IN 1996, ST. LOUIS-BASED MARITZ INC. organized an incentive program in Arizona during which two attendees died in a hot-air balloon crash.
“That was a very traumatic incident,” says John Risberg, senior vice president, managing counsel, and chief administrative officer at Maritz. “Obviously, an event like that crystallizes things, brings them into sharper relief. It causes you to take a critical look at and review your program.”
In particular, Risberg says, Maritz has placed renewed emphasis on examining the qualifications — the experience and safety record, for example — of its suppliers. “We were doing it prior [to the crash] and continue to do so,” Risberg says. “An incident like that … drives home the importance of attending to that aspect of our business.”
Nontraditional group events such as ballooning, white-water rafting, off-road driving, bobsledding, and even surfing are becoming more common as incentive planners look for activities that guarantee more memories than a day on a golf course or a ride on a bus. But with the desire for adventure come the accompanying risks, and planners need to keep those risks in mind when booking activities.
Every Reasonable Step
When hiring a supplier — whether it's a company providing white-water rafting trips or one that holds kayak tours — it's critical that the company “is of quality,” says Al Alonik, a travel lawyer from San Francisco who testified against Maritz in the court case that followed the hot-air balloon accident. A planner should inspect the supplier and document the reasons why the supplier was hired. If the supplier is hired because of price, Alonik says, “They [planners] could be asking for more risk than they should be taking on.”
After taking every “reasonably possible” step to qualify incentive suppliers and subsuppliers, says Risberg, it is also crucial to confirm their insurance status.

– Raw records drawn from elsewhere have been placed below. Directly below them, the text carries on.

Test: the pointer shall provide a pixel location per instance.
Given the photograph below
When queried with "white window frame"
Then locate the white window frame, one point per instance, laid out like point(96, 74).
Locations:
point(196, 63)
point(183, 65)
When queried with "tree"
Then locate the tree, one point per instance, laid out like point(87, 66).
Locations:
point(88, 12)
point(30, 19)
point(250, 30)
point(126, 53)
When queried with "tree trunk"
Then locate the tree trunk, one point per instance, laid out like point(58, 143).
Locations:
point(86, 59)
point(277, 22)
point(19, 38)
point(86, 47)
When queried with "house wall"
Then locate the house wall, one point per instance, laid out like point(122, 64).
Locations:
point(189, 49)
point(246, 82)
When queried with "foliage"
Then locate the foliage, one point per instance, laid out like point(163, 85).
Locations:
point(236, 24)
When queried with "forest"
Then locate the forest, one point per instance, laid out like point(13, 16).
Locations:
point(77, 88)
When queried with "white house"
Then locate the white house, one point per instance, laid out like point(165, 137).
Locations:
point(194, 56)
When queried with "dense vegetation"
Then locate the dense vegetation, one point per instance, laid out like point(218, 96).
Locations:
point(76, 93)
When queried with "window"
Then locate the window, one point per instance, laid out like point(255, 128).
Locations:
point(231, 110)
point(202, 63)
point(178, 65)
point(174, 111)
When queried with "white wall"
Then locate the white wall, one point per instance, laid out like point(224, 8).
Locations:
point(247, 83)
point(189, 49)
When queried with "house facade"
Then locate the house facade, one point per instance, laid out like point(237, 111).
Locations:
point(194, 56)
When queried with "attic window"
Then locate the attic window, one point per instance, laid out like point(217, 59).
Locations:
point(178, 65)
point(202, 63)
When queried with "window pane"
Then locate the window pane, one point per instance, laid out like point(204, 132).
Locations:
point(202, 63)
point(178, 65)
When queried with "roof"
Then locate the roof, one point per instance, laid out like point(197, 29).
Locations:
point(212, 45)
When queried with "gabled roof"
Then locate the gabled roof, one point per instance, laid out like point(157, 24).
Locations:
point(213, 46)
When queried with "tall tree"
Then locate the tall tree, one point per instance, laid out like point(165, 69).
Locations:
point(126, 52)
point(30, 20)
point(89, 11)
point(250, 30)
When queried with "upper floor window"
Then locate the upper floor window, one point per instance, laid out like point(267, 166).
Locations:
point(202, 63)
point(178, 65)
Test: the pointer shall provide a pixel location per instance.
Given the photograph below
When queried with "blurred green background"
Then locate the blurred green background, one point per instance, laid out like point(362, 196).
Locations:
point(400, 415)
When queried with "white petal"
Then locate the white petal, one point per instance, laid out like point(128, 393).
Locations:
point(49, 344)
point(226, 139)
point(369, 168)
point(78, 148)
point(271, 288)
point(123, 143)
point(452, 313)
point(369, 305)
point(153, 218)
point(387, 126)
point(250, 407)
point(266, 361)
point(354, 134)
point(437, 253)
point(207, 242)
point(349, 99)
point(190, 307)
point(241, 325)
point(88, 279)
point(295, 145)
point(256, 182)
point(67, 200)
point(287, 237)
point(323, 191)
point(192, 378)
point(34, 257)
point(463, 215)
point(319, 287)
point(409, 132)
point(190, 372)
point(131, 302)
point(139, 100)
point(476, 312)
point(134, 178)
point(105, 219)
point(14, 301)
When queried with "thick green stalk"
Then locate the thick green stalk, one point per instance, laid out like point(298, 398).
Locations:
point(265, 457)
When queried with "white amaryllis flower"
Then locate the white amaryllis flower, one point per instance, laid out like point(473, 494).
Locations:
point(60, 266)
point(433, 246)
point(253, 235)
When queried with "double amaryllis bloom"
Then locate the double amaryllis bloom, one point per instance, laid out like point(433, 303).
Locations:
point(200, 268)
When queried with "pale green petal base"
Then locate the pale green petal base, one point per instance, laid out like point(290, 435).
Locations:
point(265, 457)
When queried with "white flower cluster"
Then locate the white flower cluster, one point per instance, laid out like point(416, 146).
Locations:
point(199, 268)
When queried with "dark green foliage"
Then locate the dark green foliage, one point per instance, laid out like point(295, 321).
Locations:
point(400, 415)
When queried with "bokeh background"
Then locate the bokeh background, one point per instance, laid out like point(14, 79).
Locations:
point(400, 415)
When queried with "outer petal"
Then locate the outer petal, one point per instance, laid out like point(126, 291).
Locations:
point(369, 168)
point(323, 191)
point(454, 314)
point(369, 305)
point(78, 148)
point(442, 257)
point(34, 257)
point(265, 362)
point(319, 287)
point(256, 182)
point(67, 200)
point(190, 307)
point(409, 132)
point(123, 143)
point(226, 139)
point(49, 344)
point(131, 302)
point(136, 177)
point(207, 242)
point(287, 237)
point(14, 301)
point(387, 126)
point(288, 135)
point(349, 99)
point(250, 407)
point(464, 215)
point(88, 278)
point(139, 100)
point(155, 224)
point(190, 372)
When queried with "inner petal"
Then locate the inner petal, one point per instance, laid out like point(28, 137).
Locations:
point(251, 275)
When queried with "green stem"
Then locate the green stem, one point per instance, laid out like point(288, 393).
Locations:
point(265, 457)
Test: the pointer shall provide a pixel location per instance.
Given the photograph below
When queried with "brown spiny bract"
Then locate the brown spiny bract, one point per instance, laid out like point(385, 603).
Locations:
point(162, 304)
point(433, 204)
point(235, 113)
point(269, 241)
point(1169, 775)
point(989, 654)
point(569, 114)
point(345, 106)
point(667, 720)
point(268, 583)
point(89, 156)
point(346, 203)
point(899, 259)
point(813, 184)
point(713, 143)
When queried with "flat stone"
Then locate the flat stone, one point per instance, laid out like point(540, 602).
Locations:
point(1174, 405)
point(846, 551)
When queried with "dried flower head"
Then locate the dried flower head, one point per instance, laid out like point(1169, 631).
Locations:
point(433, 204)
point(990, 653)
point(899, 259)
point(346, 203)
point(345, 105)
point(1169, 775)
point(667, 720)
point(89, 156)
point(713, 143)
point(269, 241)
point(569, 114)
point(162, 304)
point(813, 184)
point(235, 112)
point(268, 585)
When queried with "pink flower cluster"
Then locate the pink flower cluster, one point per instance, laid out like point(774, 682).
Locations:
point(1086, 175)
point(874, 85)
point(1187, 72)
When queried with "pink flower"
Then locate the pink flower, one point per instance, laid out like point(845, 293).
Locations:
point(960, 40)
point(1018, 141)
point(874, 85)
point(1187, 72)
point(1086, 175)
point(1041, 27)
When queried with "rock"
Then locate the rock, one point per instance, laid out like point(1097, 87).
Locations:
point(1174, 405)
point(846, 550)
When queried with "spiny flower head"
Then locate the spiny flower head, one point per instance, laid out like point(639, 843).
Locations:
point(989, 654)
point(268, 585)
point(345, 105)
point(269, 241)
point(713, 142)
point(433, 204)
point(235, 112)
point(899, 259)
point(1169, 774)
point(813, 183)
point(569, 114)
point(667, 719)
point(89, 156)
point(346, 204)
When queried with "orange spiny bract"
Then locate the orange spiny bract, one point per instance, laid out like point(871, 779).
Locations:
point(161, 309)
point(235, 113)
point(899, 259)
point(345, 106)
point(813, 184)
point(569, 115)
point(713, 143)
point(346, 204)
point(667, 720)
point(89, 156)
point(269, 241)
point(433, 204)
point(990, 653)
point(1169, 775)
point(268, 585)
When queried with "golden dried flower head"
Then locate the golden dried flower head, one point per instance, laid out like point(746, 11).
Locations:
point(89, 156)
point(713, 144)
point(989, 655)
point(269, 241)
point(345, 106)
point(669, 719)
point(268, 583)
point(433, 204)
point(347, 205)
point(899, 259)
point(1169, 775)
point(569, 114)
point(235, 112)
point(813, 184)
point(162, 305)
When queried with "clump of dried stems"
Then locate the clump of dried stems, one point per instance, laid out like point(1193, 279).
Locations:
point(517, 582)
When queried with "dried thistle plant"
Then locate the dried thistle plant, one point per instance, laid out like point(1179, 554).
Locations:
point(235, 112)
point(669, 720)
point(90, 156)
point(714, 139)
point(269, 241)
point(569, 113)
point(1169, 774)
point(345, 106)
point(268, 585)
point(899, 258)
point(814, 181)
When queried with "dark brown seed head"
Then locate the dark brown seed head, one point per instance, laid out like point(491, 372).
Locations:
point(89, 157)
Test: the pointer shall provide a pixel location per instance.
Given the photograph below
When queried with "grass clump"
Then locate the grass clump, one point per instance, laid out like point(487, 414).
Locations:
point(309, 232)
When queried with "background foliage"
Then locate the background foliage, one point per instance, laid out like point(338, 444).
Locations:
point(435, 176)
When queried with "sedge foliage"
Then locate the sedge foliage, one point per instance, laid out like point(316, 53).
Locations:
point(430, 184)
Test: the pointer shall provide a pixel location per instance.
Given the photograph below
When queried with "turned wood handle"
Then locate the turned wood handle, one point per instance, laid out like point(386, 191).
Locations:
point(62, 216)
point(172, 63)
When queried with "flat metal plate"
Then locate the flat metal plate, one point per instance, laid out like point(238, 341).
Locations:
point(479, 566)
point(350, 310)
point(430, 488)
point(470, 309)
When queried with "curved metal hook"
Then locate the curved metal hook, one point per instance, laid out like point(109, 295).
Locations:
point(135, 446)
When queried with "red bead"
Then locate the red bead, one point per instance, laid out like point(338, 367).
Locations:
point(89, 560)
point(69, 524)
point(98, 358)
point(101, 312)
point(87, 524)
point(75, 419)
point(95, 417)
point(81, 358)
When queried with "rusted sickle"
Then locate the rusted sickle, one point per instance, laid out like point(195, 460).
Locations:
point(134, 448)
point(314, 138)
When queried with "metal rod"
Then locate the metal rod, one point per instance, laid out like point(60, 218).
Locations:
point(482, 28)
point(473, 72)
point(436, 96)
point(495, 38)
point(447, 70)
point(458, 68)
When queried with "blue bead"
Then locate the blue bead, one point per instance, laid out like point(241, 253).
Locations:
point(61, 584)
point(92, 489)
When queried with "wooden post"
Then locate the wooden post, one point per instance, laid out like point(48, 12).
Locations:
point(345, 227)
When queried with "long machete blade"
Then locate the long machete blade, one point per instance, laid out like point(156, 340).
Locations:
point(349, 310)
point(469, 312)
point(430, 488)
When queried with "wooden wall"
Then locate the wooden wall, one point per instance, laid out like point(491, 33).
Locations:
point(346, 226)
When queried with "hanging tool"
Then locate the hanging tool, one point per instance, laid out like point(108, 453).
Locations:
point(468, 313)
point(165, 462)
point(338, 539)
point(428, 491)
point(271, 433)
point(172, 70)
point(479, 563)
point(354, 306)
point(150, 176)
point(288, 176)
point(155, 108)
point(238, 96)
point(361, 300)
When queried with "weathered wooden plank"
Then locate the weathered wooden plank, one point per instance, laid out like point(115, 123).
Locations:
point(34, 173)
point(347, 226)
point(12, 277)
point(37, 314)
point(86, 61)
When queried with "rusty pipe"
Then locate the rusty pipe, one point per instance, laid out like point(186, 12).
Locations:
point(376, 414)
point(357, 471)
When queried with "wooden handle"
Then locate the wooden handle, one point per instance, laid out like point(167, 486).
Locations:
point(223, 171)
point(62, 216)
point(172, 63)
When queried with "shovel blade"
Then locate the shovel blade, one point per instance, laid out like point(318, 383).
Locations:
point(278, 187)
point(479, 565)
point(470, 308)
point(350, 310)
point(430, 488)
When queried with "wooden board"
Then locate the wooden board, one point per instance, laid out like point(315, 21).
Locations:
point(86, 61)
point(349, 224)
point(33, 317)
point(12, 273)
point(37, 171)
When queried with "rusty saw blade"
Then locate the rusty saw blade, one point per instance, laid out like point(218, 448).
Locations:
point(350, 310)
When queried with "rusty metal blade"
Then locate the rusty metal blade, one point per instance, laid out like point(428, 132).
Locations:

LeConte Moore, managing director of Marsh Inc., a risk and insurance services company, echoes those concerns. “My advice to a corporate planner is to make sure that the company [the supplier] is adequately insured,” Moore says. Ask to see the indemnity clause and an insurance certificate, he says, and if the company cannot provide it within 48 hours, “find someone who can provide it that quickly.”
“Many clients ask us to divulge our insurance policies,” says Claudia Wehring, regional director of sales, Southern California, for PRA, a destination marketing company with offices in California and other states. “Smart clients should ask for that information.”
How much insurance is enough? Moore says $1 million is a “fairly standard” limit, and that companies carrying amounts closer to $100,000 could set off alarm bells that the company in question “is not too sophisticated.
“It's rare that you [a supplier] can't get the insurance,” he adds. “The client might just not want to pay [what it takes to get it].”
Insurance not only protects organizers for the serious cases, says Rodney Gould, a Framingham, Mass. — based lawyer who represented Maritz during the balloon-crash case. “It's also so that you don't go bankrupt paying for the silly ones.
“Travelers can sue for anything,” he adds. “I've seen them sue because it rains in Cancun and because they speak Spanish in Santa Domingo.”
The Big Print
Waiver and release forms have become standard tools for companies providing risk-related activities. Alonik provides a form on his Web site that he refers to as a “heavy duty” notice. Large print items, the use of bold lettering, and phrases such as “I specifically assume,” and “I acknowledge” make for a stronger liability release, he says.
“The format is one that uses a combination of repetitive warnings, bold letter warnings, and an acknowledgement that ‘I know it's crazy, but I still want to do it,’” Alonik explains.
Wehring says her company usually requires attendees to sign two waivers — one for PRA and the other for the supplier being used. They are not signed ahead of time so that attendees explicitly understand the connection between the waiver and the activity they are about to participate in.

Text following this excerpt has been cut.